In an interview with 3News, Goodrick echoed "regular interruptions and challenges" mentioned in the report (such as the COVID-19 pandemic) that delayed progress, but said some progress has still been made.

"No one can debate that there's been a lot of policy written," he said, "and now the data is going to have to prove whether that policy is really being followed if it's really working on the streets."

In a first-page letter, court-appointed Monitor Hassan Aden detailed areas — such as use of force and crisis intervention  — that have reached reform that "nears substantial compliance." However, Jackson said the public deserves more progress seven years down the road.

"We push for change, and it looks like we're not getting that change at this moment," Jackson claimed. "I would think that, considering that the DOJ was involved — we have a monitoring team and a federal judge — that the city would have tried to do more to comply."

The report commends a new city consent decree implementation team initiated by Mayor Justin M. Bibb and his collaboration with the monitoring team, but also notes that as Bibb's administration is beyond a transition phase, an "uptick in pace" is expected.

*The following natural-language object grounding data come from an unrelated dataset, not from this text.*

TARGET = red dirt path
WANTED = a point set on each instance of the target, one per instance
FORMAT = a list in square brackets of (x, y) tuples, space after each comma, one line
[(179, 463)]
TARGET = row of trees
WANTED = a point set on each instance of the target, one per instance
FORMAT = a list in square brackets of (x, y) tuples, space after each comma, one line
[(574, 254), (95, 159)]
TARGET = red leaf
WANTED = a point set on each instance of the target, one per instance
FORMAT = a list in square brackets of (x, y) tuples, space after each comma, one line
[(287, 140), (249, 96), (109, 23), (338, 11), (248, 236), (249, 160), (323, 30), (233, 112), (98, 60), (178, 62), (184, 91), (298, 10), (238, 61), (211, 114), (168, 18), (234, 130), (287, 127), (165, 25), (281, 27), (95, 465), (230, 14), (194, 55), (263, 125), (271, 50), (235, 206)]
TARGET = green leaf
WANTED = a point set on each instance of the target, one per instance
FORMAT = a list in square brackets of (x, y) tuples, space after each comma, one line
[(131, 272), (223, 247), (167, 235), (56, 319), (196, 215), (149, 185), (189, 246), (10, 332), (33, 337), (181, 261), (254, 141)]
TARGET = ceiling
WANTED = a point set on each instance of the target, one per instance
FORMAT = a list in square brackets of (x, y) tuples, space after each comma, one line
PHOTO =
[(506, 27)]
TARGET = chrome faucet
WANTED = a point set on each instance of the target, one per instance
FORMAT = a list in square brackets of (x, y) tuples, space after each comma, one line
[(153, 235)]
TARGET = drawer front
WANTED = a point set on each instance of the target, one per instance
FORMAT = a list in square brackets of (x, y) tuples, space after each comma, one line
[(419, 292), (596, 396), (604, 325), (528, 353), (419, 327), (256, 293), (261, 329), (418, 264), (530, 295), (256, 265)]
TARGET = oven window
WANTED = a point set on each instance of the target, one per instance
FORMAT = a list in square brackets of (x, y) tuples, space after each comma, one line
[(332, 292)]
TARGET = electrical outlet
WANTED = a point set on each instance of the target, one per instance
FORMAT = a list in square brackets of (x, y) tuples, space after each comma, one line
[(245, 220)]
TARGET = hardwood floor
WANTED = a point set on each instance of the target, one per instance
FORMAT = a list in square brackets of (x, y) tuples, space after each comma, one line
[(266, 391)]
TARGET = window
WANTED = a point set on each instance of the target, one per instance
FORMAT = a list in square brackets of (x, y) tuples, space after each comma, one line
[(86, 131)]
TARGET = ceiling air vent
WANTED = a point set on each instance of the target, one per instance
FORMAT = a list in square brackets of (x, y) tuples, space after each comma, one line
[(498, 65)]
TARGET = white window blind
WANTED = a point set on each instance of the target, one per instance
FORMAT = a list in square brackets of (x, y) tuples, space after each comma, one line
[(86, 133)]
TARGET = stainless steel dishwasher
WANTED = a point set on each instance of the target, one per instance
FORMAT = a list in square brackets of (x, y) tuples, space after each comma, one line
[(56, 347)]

Bibb, who was later seen at the Browns' Thursday night home game, did not attend the hearing that was scheduled for 3 p.m.

Timestamps on his personal Twitter account show tweets while the hearing was taking place.

Consent decree hearings happen twice a year. Jackson and others were critical of Bibb for not attending after campaigning on a platform of police reform. Goodrick told 3News Bibb was present at a previous hearing.

A spokesperson for Bibb has not responded to our questioning of why he did not prioritize this hearing. However, they did tell 3News that the city's law department clarified that the Federal District Court Judge Solomon Oliver Jr., who is assigned to the reform, did not request Bibb's presence.

This process also comes with a hefty price tag: Goodrick told WKYC each year the consent decree remains in place, between $6 million and $10 million are invested into the process.